Please stay with us and share her progress!
And that means piccy after piccy after piccy!

Well done peter for giving ruby a home
and all the very best!
DT


----------



## MissusMayhem (Aug 14, 2010)

awwwww shes adorable!!!


----------



## peterwilde70 (Dec 6, 2010)

Had a look on epupz, rang s woman from Stoke, she worked long hours so let the dog go.she's been done, no papers, but I wasn't bothered,she is lovely. House trained , great with kids and other dogs. Always chilled out. Sooooooo loving and gentle.she slept on her own chair in the living room all night, then my girlfriend brought her into our bedroom this morning, dog got on the bed a fell asleep next to me, snoring loudly right down my ear. She's Bern out this morning for a walk in the park, had her off her lead , she was amazing ..... Now she's asleep snoring again lol


----------



## Ditsy42 (Aug 13, 2010)

peterwilde70 said:


> Had a look on epupz, rang s woman from Stoke, she worked long hours so let the dog go.she's been done, no papers, but I wasn't bothered,she is lovely.

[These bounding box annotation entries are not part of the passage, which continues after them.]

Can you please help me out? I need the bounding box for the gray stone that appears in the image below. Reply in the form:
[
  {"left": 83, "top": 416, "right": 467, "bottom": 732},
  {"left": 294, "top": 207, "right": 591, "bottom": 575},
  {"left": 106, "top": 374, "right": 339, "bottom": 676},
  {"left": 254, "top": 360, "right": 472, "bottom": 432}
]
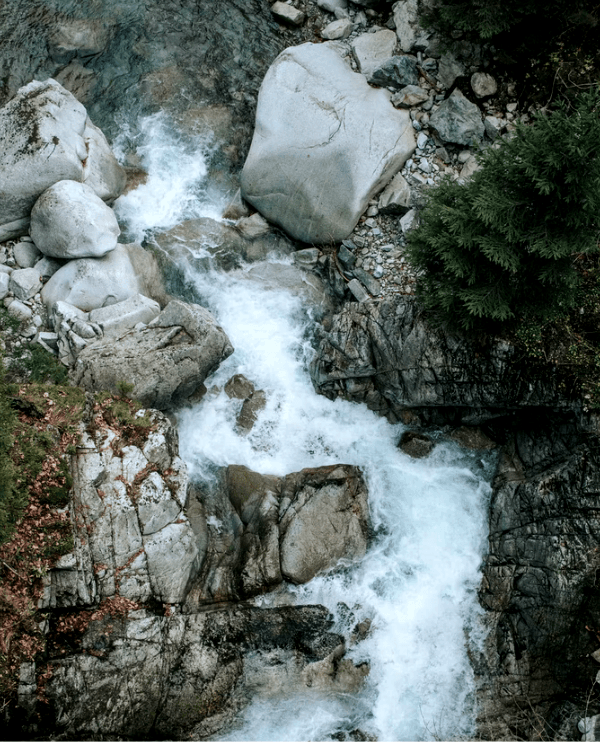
[
  {"left": 42, "top": 245, "right": 139, "bottom": 312},
  {"left": 48, "top": 301, "right": 89, "bottom": 332},
  {"left": 34, "top": 257, "right": 63, "bottom": 280},
  {"left": 223, "top": 374, "right": 254, "bottom": 399},
  {"left": 223, "top": 188, "right": 250, "bottom": 221},
  {"left": 393, "top": 0, "right": 429, "bottom": 52},
  {"left": 0, "top": 216, "right": 29, "bottom": 242},
  {"left": 279, "top": 466, "right": 368, "bottom": 584},
  {"left": 235, "top": 263, "right": 335, "bottom": 317},
  {"left": 459, "top": 155, "right": 481, "bottom": 183},
  {"left": 429, "top": 89, "right": 485, "bottom": 146},
  {"left": 30, "top": 180, "right": 121, "bottom": 259},
  {"left": 294, "top": 247, "right": 323, "bottom": 268},
  {"left": 271, "top": 0, "right": 306, "bottom": 26},
  {"left": 153, "top": 218, "right": 294, "bottom": 276},
  {"left": 48, "top": 17, "right": 114, "bottom": 62},
  {"left": 72, "top": 301, "right": 233, "bottom": 409},
  {"left": 352, "top": 268, "right": 381, "bottom": 296},
  {"left": 351, "top": 29, "right": 398, "bottom": 78},
  {"left": 471, "top": 72, "right": 498, "bottom": 98},
  {"left": 368, "top": 54, "right": 419, "bottom": 88},
  {"left": 37, "top": 332, "right": 58, "bottom": 353},
  {"left": 90, "top": 294, "right": 160, "bottom": 336},
  {"left": 226, "top": 466, "right": 283, "bottom": 596},
  {"left": 392, "top": 85, "right": 429, "bottom": 108},
  {"left": 348, "top": 278, "right": 371, "bottom": 301},
  {"left": 143, "top": 524, "right": 198, "bottom": 603},
  {"left": 46, "top": 605, "right": 340, "bottom": 739},
  {"left": 311, "top": 297, "right": 572, "bottom": 425},
  {"left": 236, "top": 389, "right": 267, "bottom": 433},
  {"left": 9, "top": 268, "right": 42, "bottom": 301},
  {"left": 83, "top": 119, "right": 127, "bottom": 201},
  {"left": 321, "top": 18, "right": 354, "bottom": 40},
  {"left": 483, "top": 116, "right": 506, "bottom": 141},
  {"left": 400, "top": 209, "right": 417, "bottom": 234},
  {"left": 0, "top": 271, "right": 10, "bottom": 301},
  {"left": 13, "top": 242, "right": 42, "bottom": 270},
  {"left": 0, "top": 80, "right": 125, "bottom": 227},
  {"left": 437, "top": 52, "right": 465, "bottom": 88},
  {"left": 317, "top": 0, "right": 348, "bottom": 13},
  {"left": 398, "top": 430, "right": 435, "bottom": 459},
  {"left": 337, "top": 244, "right": 356, "bottom": 270},
  {"left": 7, "top": 299, "right": 33, "bottom": 322},
  {"left": 378, "top": 173, "right": 410, "bottom": 214},
  {"left": 241, "top": 44, "right": 414, "bottom": 244}
]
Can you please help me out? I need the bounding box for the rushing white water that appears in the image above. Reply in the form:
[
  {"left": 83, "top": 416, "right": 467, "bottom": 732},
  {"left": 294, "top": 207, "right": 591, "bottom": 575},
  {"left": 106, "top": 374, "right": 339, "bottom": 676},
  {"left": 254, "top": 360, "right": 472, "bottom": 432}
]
[
  {"left": 119, "top": 116, "right": 493, "bottom": 740},
  {"left": 113, "top": 111, "right": 224, "bottom": 241}
]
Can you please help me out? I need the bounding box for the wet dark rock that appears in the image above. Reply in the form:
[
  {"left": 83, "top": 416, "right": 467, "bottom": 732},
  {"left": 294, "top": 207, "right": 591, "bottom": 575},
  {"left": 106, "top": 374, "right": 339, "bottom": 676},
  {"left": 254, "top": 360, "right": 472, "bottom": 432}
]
[
  {"left": 398, "top": 430, "right": 435, "bottom": 459},
  {"left": 237, "top": 389, "right": 267, "bottom": 433},
  {"left": 311, "top": 294, "right": 575, "bottom": 425},
  {"left": 368, "top": 54, "right": 419, "bottom": 88},
  {"left": 475, "top": 411, "right": 600, "bottom": 739},
  {"left": 46, "top": 606, "right": 342, "bottom": 739}
]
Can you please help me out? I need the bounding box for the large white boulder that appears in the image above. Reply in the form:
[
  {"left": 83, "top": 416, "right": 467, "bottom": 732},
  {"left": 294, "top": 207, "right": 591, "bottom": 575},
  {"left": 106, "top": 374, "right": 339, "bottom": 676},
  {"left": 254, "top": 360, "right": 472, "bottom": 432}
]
[
  {"left": 0, "top": 80, "right": 125, "bottom": 225},
  {"left": 42, "top": 245, "right": 139, "bottom": 312},
  {"left": 73, "top": 300, "right": 233, "bottom": 410},
  {"left": 352, "top": 28, "right": 398, "bottom": 77},
  {"left": 241, "top": 44, "right": 415, "bottom": 244},
  {"left": 29, "top": 180, "right": 121, "bottom": 259}
]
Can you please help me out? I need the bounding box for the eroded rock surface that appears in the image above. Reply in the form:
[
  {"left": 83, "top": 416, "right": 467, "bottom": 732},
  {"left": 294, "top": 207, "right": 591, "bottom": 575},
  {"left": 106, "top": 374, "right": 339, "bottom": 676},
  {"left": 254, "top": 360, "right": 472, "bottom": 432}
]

House trained , great with kids and other dogs. Always chilled out. Sooooooo loving and gentle.she slept on her own chair in the living room all night, then my girlfriend brought her into our bedroom this morning, dog got on the bed a fell asleep next to me, snoring loudly right down my ear. She's Bern out this morning for a walk in the park, had her off her lead , she was amazing ..... Now she's asleep snoring again lol


So a nice happy ending :thumbup:


----------